Майская луна ярко освещала частный пансион миссис Мэрфи. Загляните в календарь, и вы узнаете, какой величины площадь освещали в тот вечер ее лучи. Лихорадка весны была в полном разгаре, а за ней должна была последовать сенная лихорадка. В парках показались молодые листочки и закупщики из западных и южных штатов. Расцветали цветы, и процветали курортные агенты; воздух и судебные приговоры становились мягче; везде играли шарманки, фонтаны и картежники.

Окна пансиона миссис Мэрфи были открыты. Кучка жильцов сидела на высоком крыльце, на круглых и плоских матах, похожих на блинчики. У одного из окон второго этажа миссис Мак-Каски поджидала мужа. Ужин стыл на столе. Жар из него перешел в миссис Мак-Каски. Мак-Каски явился в девять. На руке у него было пальто, в зубах трубка. Он попросил извинения за беспокойство, проходя между жильцами и осторожно выбирая место, куда поставить ногу в ботинке невероятных размеров.

Открыв дверь в комнату, он был приятно изумлен: вместо конфорки от печки или машинки для картофельного пюре в него полетели только слова.

Мистер Мак-Каски решил, что благосклонная майская луна смягчила сердце его супруги.

— Слышала я тебя, — долетели до него суррогаты кухонной посуды. — Перед всякой дрянью ты извиняешься, что наступил ей на хвост своими ножищами, а жене ты на шею наступишь и не почешешься, а я-то жду его не дождусь, все глаза проглядела, и ужин остыл, купила какой-никакой на последние деньги, ты ведь всю получку пропиваешь по субботам у Галлегера, а нынче уж два раза приходили за деньгами от газовой компании.

— Женщина, — сказал мистер Мак-Каски, бросая пальто и шляпу на стул, — этот шум портит мне аппетит.
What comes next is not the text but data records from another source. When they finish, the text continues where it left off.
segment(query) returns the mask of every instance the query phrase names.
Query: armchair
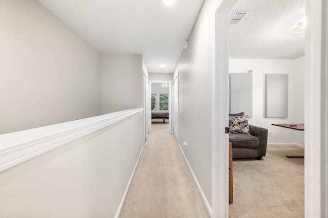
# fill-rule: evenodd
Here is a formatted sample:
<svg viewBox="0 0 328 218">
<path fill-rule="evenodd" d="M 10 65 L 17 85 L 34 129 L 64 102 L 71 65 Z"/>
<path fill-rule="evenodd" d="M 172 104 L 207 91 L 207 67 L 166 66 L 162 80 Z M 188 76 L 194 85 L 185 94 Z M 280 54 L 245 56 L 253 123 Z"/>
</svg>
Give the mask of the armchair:
<svg viewBox="0 0 328 218">
<path fill-rule="evenodd" d="M 251 135 L 229 133 L 233 158 L 255 158 L 261 160 L 266 152 L 268 129 L 253 125 L 248 126 Z"/>
</svg>

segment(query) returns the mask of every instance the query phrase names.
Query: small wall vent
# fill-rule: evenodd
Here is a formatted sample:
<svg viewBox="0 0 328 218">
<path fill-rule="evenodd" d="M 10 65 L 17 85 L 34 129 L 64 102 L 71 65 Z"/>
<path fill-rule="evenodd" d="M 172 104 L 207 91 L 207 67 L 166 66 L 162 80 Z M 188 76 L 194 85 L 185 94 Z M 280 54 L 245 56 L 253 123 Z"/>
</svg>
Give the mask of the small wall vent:
<svg viewBox="0 0 328 218">
<path fill-rule="evenodd" d="M 248 12 L 249 11 L 235 11 L 233 16 L 229 21 L 229 24 L 238 24 L 242 19 L 246 16 Z"/>
</svg>

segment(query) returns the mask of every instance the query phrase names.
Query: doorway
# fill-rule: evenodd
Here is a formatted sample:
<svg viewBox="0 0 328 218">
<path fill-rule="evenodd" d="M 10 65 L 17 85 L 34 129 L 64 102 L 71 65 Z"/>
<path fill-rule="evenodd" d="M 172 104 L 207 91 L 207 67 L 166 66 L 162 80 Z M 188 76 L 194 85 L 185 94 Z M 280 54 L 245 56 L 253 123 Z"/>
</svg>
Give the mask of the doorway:
<svg viewBox="0 0 328 218">
<path fill-rule="evenodd" d="M 237 0 L 218 2 L 213 11 L 214 39 L 213 42 L 212 80 L 212 217 L 226 217 L 229 214 L 228 171 L 228 138 L 224 127 L 227 123 L 229 105 L 228 48 L 227 37 L 227 14 Z M 325 71 L 321 71 L 324 55 L 321 53 L 322 6 L 325 3 L 306 1 L 307 28 L 305 41 L 305 216 L 325 217 L 326 214 L 326 161 L 325 154 L 327 118 L 326 94 L 321 90 Z M 324 15 L 325 18 L 325 14 Z M 326 43 L 327 39 L 322 41 Z M 322 66 L 323 66 L 322 64 Z M 321 104 L 321 101 L 323 104 Z M 321 120 L 321 117 L 324 118 Z M 323 127 L 321 128 L 321 127 Z"/>
<path fill-rule="evenodd" d="M 168 123 L 168 130 L 170 133 L 172 132 L 172 104 L 171 104 L 171 81 L 150 81 L 150 111 L 149 114 L 149 132 L 151 132 L 151 126 L 153 122 L 157 123 Z M 161 113 L 159 113 L 158 116 L 152 115 L 154 112 L 167 112 L 167 115 L 165 115 Z M 161 117 L 160 114 L 163 116 L 163 119 Z M 164 116 L 165 115 L 165 116 Z M 155 119 L 153 116 L 155 117 Z M 165 117 L 168 117 L 166 119 Z"/>
</svg>

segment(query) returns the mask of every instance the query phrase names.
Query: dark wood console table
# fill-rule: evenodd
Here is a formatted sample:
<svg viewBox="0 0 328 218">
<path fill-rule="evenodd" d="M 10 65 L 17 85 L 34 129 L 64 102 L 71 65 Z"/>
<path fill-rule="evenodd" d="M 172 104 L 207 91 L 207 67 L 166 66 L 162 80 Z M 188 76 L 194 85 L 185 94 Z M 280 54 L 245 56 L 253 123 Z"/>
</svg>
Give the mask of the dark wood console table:
<svg viewBox="0 0 328 218">
<path fill-rule="evenodd" d="M 304 131 L 304 123 L 272 123 L 271 125 Z M 304 155 L 286 155 L 289 158 L 304 158 Z"/>
</svg>

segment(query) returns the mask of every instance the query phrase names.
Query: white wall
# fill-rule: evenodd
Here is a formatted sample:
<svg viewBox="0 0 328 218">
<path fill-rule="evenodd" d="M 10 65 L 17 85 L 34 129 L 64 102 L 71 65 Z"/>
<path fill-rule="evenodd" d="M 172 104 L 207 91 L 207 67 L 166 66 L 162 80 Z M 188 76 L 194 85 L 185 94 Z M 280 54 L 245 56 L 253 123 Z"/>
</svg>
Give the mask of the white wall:
<svg viewBox="0 0 328 218">
<path fill-rule="evenodd" d="M 272 133 L 269 143 L 296 143 L 304 145 L 304 132 L 271 125 L 272 123 L 304 123 L 304 57 L 295 60 L 230 59 L 229 73 L 247 73 L 253 70 L 253 117 L 249 123 L 268 128 Z M 289 74 L 288 118 L 265 118 L 265 74 Z"/>
<path fill-rule="evenodd" d="M 174 73 L 179 74 L 179 143 L 210 205 L 212 202 L 212 10 L 205 1 Z"/>
<path fill-rule="evenodd" d="M 98 53 L 36 1 L 0 6 L 0 134 L 99 115 Z"/>
<path fill-rule="evenodd" d="M 142 56 L 101 55 L 101 114 L 143 107 Z"/>
<path fill-rule="evenodd" d="M 142 119 L 139 112 L 1 172 L 0 216 L 114 217 L 142 146 Z"/>
</svg>

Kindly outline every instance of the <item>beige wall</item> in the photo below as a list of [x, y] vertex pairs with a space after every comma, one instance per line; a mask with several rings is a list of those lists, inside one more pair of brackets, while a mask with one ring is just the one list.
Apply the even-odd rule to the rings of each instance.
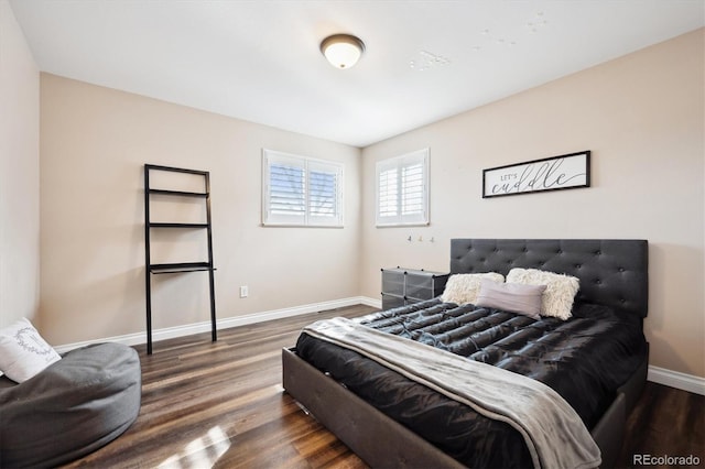
[[[699, 30], [365, 149], [362, 294], [379, 295], [382, 266], [446, 270], [456, 237], [648, 239], [651, 364], [705, 377], [703, 43]], [[376, 229], [375, 162], [425, 146], [431, 226]], [[590, 188], [480, 197], [484, 168], [583, 150]]]
[[0, 0], [0, 326], [39, 327], [40, 73], [14, 13]]
[[[359, 295], [359, 149], [46, 74], [41, 144], [52, 343], [144, 330], [144, 163], [210, 171], [219, 319]], [[344, 162], [345, 228], [262, 228], [262, 148]], [[208, 320], [206, 279], [155, 279], [153, 327]]]

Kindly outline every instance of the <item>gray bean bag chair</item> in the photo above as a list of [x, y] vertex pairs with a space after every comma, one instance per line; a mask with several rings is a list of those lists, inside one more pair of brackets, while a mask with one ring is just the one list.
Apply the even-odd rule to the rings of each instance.
[[0, 468], [54, 467], [117, 438], [142, 395], [140, 359], [120, 343], [72, 350], [17, 384], [0, 378]]

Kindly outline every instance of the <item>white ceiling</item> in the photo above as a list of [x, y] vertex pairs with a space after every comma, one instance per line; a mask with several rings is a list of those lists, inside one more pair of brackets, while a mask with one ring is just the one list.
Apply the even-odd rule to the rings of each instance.
[[[705, 0], [11, 6], [43, 72], [355, 146], [705, 25]], [[365, 42], [354, 68], [321, 54], [334, 33]]]

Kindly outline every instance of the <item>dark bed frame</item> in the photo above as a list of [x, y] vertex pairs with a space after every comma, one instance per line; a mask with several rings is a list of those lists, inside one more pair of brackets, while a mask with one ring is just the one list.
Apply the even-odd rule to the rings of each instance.
[[[648, 313], [648, 266], [646, 240], [451, 240], [451, 273], [506, 275], [512, 268], [565, 273], [581, 280], [576, 302], [604, 304], [642, 319]], [[619, 456], [627, 416], [647, 380], [648, 361], [647, 352], [590, 429], [603, 454], [601, 467], [612, 467]], [[282, 366], [285, 391], [371, 467], [464, 467], [300, 359], [295, 349], [282, 351]]]

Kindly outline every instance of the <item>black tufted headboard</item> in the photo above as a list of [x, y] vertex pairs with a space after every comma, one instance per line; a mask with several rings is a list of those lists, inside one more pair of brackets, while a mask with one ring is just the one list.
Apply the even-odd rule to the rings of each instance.
[[453, 239], [451, 273], [540, 269], [576, 276], [576, 301], [647, 317], [649, 246], [646, 240]]

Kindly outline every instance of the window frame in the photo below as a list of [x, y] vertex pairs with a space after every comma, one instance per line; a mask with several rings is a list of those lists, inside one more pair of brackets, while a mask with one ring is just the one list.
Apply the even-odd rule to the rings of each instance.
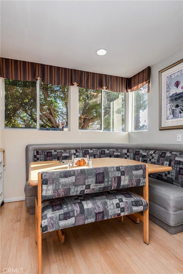
[[[78, 87], [78, 118], [79, 118], [79, 87]], [[127, 132], [126, 130], [126, 92], [121, 92], [121, 93], [122, 93], [124, 94], [124, 131], [107, 131], [104, 130], [104, 116], [103, 115], [103, 114], [104, 113], [104, 104], [103, 104], [103, 99], [104, 99], [104, 91], [107, 91], [109, 92], [112, 92], [111, 90], [108, 90], [106, 89], [103, 89], [101, 90], [101, 114], [102, 114], [102, 119], [101, 119], [101, 130], [94, 130], [94, 129], [81, 129], [79, 128], [79, 119], [78, 119], [78, 130], [79, 131], [82, 131], [83, 132], [114, 132], [116, 133], [120, 133], [122, 132]], [[117, 93], [118, 93], [117, 92]]]
[[[147, 85], [147, 84], [146, 84], [146, 85]], [[139, 89], [137, 90], [136, 90], [135, 91], [132, 91], [132, 98], [131, 98], [131, 102], [132, 102], [132, 130], [131, 132], [144, 132], [144, 131], [148, 131], [148, 93], [147, 92], [146, 92], [147, 94], [147, 107], [146, 108], [146, 109], [147, 110], [147, 129], [146, 130], [134, 130], [134, 96], [135, 96], [135, 93], [134, 92], [136, 92], [136, 91], [138, 91], [142, 88], [139, 88]]]

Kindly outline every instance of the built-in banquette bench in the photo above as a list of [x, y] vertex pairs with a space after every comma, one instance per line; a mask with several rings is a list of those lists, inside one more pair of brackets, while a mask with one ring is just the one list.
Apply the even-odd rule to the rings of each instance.
[[[124, 215], [135, 213], [143, 222], [144, 241], [148, 244], [148, 168], [140, 164], [39, 172], [35, 199], [38, 274], [41, 234], [47, 232], [57, 231], [63, 243], [63, 229], [117, 217], [122, 221]], [[143, 197], [126, 190], [132, 185], [143, 186]], [[142, 211], [143, 216], [138, 213]]]
[[[171, 234], [183, 231], [183, 146], [182, 145], [102, 143], [40, 144], [26, 148], [26, 206], [35, 212], [36, 187], [29, 185], [29, 163], [85, 157], [117, 157], [162, 165], [172, 170], [150, 175], [150, 219]], [[140, 190], [139, 190], [140, 192]], [[142, 193], [139, 194], [142, 195]]]

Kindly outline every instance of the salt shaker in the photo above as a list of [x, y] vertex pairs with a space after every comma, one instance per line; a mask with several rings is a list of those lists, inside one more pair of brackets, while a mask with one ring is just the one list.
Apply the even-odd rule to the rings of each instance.
[[89, 166], [92, 166], [92, 159], [91, 158], [90, 158], [89, 160], [89, 162], [88, 163], [88, 165]]
[[71, 163], [70, 161], [69, 160], [68, 161], [68, 167], [69, 168], [71, 166]]

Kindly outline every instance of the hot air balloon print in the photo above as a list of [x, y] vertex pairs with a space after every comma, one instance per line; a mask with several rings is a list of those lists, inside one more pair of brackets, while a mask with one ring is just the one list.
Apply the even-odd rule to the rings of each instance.
[[175, 86], [177, 88], [178, 88], [178, 87], [179, 86], [180, 84], [180, 81], [176, 81], [176, 82], [175, 82], [175, 84], [174, 84], [174, 85], [175, 85]]

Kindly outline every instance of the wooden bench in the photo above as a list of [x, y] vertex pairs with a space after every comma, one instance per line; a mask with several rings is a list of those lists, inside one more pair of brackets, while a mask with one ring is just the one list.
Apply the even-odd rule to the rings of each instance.
[[[125, 189], [143, 186], [143, 197]], [[148, 170], [145, 164], [39, 173], [35, 202], [38, 273], [41, 273], [41, 234], [57, 230], [61, 243], [67, 227], [133, 214], [144, 222], [149, 243]], [[139, 213], [143, 211], [143, 215]]]

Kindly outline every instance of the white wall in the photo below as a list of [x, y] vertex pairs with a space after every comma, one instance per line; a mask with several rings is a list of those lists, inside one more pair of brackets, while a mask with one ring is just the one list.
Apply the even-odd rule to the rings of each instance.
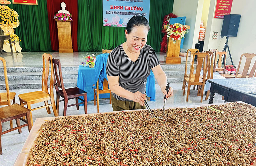
[[178, 17], [186, 16], [186, 24], [190, 26], [185, 35], [183, 49], [195, 48], [198, 36], [204, 0], [174, 0], [172, 13]]
[[[223, 19], [213, 18], [216, 4], [216, 0], [211, 0], [204, 50], [218, 48], [219, 50], [222, 51], [226, 41], [225, 37], [221, 40], [212, 39], [214, 31], [218, 31], [220, 35], [223, 22]], [[243, 0], [242, 3], [239, 0], [233, 1], [231, 14], [242, 15], [237, 36], [229, 37], [228, 42], [235, 65], [238, 65], [242, 54], [256, 53], [255, 49], [256, 46], [256, 32], [254, 30], [256, 26], [256, 22], [255, 21], [256, 10], [253, 8], [255, 6], [256, 1]], [[210, 30], [209, 30], [210, 29]], [[253, 59], [251, 64], [252, 66], [255, 59], [256, 58]], [[245, 62], [244, 59], [242, 61], [242, 66], [244, 65]], [[227, 63], [231, 64], [229, 59], [227, 61]]]

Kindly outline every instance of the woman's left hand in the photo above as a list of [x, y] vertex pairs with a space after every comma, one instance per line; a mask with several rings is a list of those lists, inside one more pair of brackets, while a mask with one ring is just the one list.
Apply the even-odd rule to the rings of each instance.
[[168, 94], [167, 94], [167, 92], [165, 90], [165, 87], [163, 87], [162, 88], [161, 90], [162, 92], [163, 92], [164, 94], [167, 94], [166, 95], [166, 98], [167, 99], [170, 97], [172, 96], [173, 95], [173, 89], [172, 88], [170, 87], [169, 89], [169, 92], [168, 92]]

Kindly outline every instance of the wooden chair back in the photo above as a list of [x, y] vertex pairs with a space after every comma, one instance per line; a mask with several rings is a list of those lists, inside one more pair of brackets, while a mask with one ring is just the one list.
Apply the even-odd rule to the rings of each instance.
[[112, 51], [113, 49], [102, 49], [102, 53], [104, 54], [105, 53], [110, 53]]
[[[8, 84], [8, 79], [7, 78], [7, 70], [6, 68], [6, 61], [4, 58], [0, 57], [0, 60], [3, 62], [4, 66], [4, 80], [5, 81], [5, 87], [6, 87], [6, 92], [7, 95], [7, 100], [8, 105], [11, 105], [11, 100], [10, 99], [10, 93], [9, 89], [9, 84]], [[1, 94], [0, 94], [0, 102], [1, 102]], [[6, 102], [6, 101], [4, 101]]]
[[[59, 88], [60, 88], [63, 92], [63, 94], [65, 97], [68, 97], [68, 94], [64, 87], [63, 82], [63, 78], [61, 72], [61, 67], [60, 65], [60, 61], [59, 59], [52, 59], [52, 63], [53, 64], [54, 71], [54, 85], [55, 89], [57, 92], [60, 91]], [[59, 71], [59, 72], [58, 72]], [[57, 80], [57, 81], [56, 81]]]
[[[197, 52], [195, 53], [194, 55], [196, 55], [197, 56], [196, 61], [197, 64], [196, 64], [196, 69], [195, 76], [194, 82], [199, 82], [199, 79], [200, 78], [200, 73], [201, 72], [201, 69], [203, 68], [204, 70], [203, 80], [203, 82], [204, 83], [205, 80], [206, 72], [209, 67], [210, 55], [209, 53], [206, 52]], [[193, 66], [194, 65], [194, 63], [195, 59], [193, 59], [192, 63], [191, 64], [189, 78], [188, 79], [189, 82], [190, 82], [192, 75], [193, 74], [193, 67], [193, 67]]]
[[[190, 65], [191, 65], [191, 63], [192, 63], [192, 61], [193, 61], [193, 60], [194, 59], [194, 54], [195, 54], [195, 53], [196, 52], [199, 52], [199, 50], [198, 49], [189, 49], [187, 51], [187, 56], [186, 56], [186, 63], [185, 64], [185, 75], [186, 75], [187, 74], [187, 69], [188, 68], [188, 52], [190, 52]], [[191, 66], [190, 67], [192, 67]], [[192, 70], [194, 72], [194, 65], [193, 66], [193, 70]]]
[[51, 64], [51, 77], [50, 78], [50, 93], [51, 96], [53, 95], [53, 65], [52, 57], [50, 54], [44, 53], [43, 54], [43, 77], [42, 77], [42, 91], [49, 94], [48, 91], [48, 77], [49, 76], [50, 64]]
[[[237, 78], [239, 69], [240, 69], [240, 67], [241, 65], [241, 62], [242, 61], [242, 58], [244, 56], [245, 57], [245, 58], [246, 58], [246, 60], [245, 61], [245, 63], [244, 64], [244, 69], [243, 70], [243, 73], [242, 73], [242, 75], [241, 77], [242, 78], [245, 78], [246, 77], [247, 74], [248, 73], [248, 72], [249, 71], [249, 68], [251, 65], [252, 59], [255, 57], [256, 57], [256, 54], [248, 54], [248, 53], [245, 53], [241, 55], [241, 57], [240, 57], [240, 61], [239, 62], [239, 64], [238, 65], [238, 68], [237, 68], [237, 70], [236, 74], [236, 78]], [[256, 72], [255, 72], [255, 70], [256, 70], [256, 60], [255, 61], [255, 63], [254, 63], [254, 64], [252, 66], [252, 68], [251, 72], [250, 72], [250, 74], [249, 74], [249, 77], [256, 77]]]
[[214, 65], [213, 64], [214, 53], [212, 51], [205, 51], [205, 52], [208, 53], [210, 55], [209, 60], [211, 63], [211, 64], [209, 64], [208, 69], [207, 70], [208, 74], [206, 79], [212, 79], [213, 78], [213, 66]]
[[[218, 64], [217, 63], [217, 56], [219, 55], [219, 60]], [[223, 68], [221, 68], [222, 65], [222, 56], [224, 56], [223, 60], [224, 61], [224, 64]], [[217, 72], [220, 72], [223, 71], [223, 74], [225, 73], [226, 67], [226, 57], [227, 57], [227, 52], [225, 51], [218, 51], [216, 53], [214, 58], [214, 66], [216, 66], [215, 71]]]

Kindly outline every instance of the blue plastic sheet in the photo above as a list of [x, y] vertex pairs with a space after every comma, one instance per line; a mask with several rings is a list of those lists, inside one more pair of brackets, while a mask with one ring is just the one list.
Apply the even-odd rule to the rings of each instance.
[[[96, 57], [94, 67], [90, 68], [89, 67], [79, 66], [77, 77], [77, 87], [87, 92], [87, 101], [91, 101], [94, 99], [93, 88], [96, 88], [96, 84], [98, 79], [99, 81], [99, 89], [103, 89], [103, 84], [104, 78], [108, 80], [106, 74], [106, 65], [108, 54], [101, 54]], [[93, 87], [93, 85], [95, 85]], [[155, 102], [156, 87], [155, 84], [155, 76], [152, 71], [147, 79], [146, 85], [146, 93], [148, 96], [150, 97], [150, 101]], [[109, 98], [109, 94], [100, 94], [100, 99]], [[82, 102], [79, 101], [79, 102]], [[80, 104], [80, 106], [84, 105]]]

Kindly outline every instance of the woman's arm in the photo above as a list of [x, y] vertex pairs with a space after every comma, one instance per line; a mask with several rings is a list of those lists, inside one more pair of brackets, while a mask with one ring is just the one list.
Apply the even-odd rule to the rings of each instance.
[[119, 86], [119, 76], [107, 76], [108, 85], [111, 92], [120, 97], [138, 102], [142, 106], [144, 105], [144, 100], [147, 99], [145, 94], [140, 92], [133, 93]]
[[155, 77], [157, 80], [157, 83], [161, 88], [162, 92], [164, 94], [167, 94], [166, 98], [168, 99], [173, 95], [173, 89], [171, 87], [170, 87], [170, 90], [167, 94], [165, 90], [165, 88], [167, 85], [167, 77], [165, 73], [163, 70], [160, 64], [151, 68], [151, 70], [155, 75]]

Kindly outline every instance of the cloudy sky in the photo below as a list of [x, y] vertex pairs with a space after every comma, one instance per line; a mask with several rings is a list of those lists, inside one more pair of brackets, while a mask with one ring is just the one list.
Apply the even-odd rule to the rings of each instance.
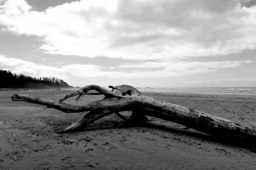
[[73, 86], [256, 86], [256, 1], [0, 0], [0, 69]]

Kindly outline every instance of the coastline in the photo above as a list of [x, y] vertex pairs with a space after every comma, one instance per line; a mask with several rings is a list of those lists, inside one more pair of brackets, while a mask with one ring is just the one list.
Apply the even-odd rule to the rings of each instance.
[[[70, 90], [0, 93], [0, 169], [217, 169], [256, 168], [252, 148], [209, 139], [185, 127], [150, 118], [169, 128], [125, 127], [112, 115], [83, 132], [58, 129], [84, 113], [67, 114], [40, 105], [13, 102], [13, 93], [57, 101]], [[256, 96], [142, 92], [144, 95], [207, 111], [256, 128]], [[83, 97], [83, 104], [99, 96]]]

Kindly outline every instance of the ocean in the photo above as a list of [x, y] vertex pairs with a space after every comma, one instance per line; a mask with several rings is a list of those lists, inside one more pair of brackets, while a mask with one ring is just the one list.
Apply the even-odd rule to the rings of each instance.
[[191, 87], [191, 88], [138, 88], [141, 92], [183, 92], [256, 95], [256, 87]]
[[[256, 95], [256, 87], [190, 87], [190, 88], [136, 87], [136, 88], [140, 91], [141, 92]], [[64, 90], [66, 89], [62, 89]], [[70, 90], [70, 89], [79, 90], [79, 89], [77, 88], [67, 89], [67, 90]]]

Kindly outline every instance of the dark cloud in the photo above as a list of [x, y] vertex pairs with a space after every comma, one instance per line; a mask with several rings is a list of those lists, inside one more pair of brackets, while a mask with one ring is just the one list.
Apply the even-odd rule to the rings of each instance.
[[31, 5], [33, 10], [42, 11], [49, 7], [54, 7], [61, 5], [64, 3], [70, 3], [79, 0], [26, 0], [29, 5]]
[[241, 3], [242, 6], [245, 6], [247, 8], [250, 8], [251, 6], [256, 5], [256, 0], [251, 0], [243, 3]]

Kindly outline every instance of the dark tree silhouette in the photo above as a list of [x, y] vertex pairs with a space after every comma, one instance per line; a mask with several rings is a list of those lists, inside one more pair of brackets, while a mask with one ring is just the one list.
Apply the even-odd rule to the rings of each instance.
[[57, 78], [33, 78], [24, 74], [16, 74], [10, 71], [0, 69], [0, 88], [51, 88], [71, 87], [63, 80]]

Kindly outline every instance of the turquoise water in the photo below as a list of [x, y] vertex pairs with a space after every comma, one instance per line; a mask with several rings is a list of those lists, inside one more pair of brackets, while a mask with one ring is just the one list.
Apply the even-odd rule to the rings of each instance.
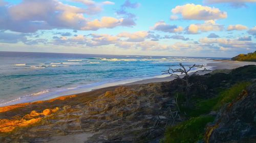
[[0, 52], [0, 106], [153, 77], [168, 66], [205, 65], [212, 62], [210, 59], [218, 59]]

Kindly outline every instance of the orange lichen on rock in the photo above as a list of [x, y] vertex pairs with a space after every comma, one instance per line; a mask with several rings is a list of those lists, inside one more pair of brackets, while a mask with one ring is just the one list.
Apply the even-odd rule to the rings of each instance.
[[39, 123], [44, 117], [57, 112], [58, 107], [46, 109], [41, 112], [33, 110], [24, 117], [16, 117], [14, 119], [0, 119], [0, 133], [8, 133], [18, 127], [26, 127]]

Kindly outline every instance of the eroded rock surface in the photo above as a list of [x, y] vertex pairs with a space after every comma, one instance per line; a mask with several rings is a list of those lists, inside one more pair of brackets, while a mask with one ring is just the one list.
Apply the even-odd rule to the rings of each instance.
[[206, 142], [256, 142], [256, 83], [220, 112]]
[[[61, 136], [83, 134], [86, 140], [77, 142], [157, 141], [165, 126], [173, 122], [170, 113], [176, 108], [173, 96], [164, 92], [166, 88], [162, 83], [120, 87], [91, 101], [57, 108], [58, 111], [56, 108], [32, 111], [19, 119], [39, 120], [36, 126], [18, 128], [1, 140], [52, 142]], [[176, 122], [181, 120], [177, 118]]]

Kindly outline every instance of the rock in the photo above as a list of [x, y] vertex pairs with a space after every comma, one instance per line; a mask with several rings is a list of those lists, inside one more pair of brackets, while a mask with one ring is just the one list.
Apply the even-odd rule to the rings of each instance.
[[[223, 109], [209, 126], [206, 143], [256, 142], [256, 83]], [[254, 140], [254, 141], [253, 141]]]
[[42, 113], [45, 116], [50, 115], [52, 113], [52, 111], [51, 109], [46, 109], [45, 110], [44, 110], [44, 111], [42, 111]]

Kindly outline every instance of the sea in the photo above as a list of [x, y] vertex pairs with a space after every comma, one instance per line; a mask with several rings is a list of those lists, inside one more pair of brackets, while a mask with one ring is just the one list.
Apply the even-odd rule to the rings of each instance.
[[169, 76], [162, 71], [180, 63], [222, 59], [228, 58], [0, 51], [0, 106]]

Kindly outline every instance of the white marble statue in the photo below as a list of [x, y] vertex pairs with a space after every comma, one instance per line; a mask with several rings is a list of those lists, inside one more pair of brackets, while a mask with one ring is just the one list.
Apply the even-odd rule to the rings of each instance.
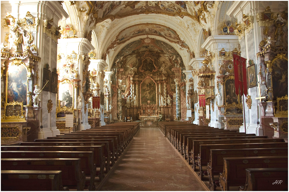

Не относись презрительно к вежливости, этим ты разрушаешь цемент, скрепляющий кирпичи в фундаменте общества. Если дамы загораживают дорогу, то мужчина просто обязан спросить разрешения пройти между ними. Будет тебе выставлять свое свиное рыло в окно, подавай на стол.

Миссис Мак-Каски тяжело поднялась с места и пошла к печке. По некоторым признакам Мак-Каски сообразил, что добра ждать нечего. Когда углы ее губ опускались вниз наподобие барометра, это предвещало град — фаянсовый, эмалированный и чугунный.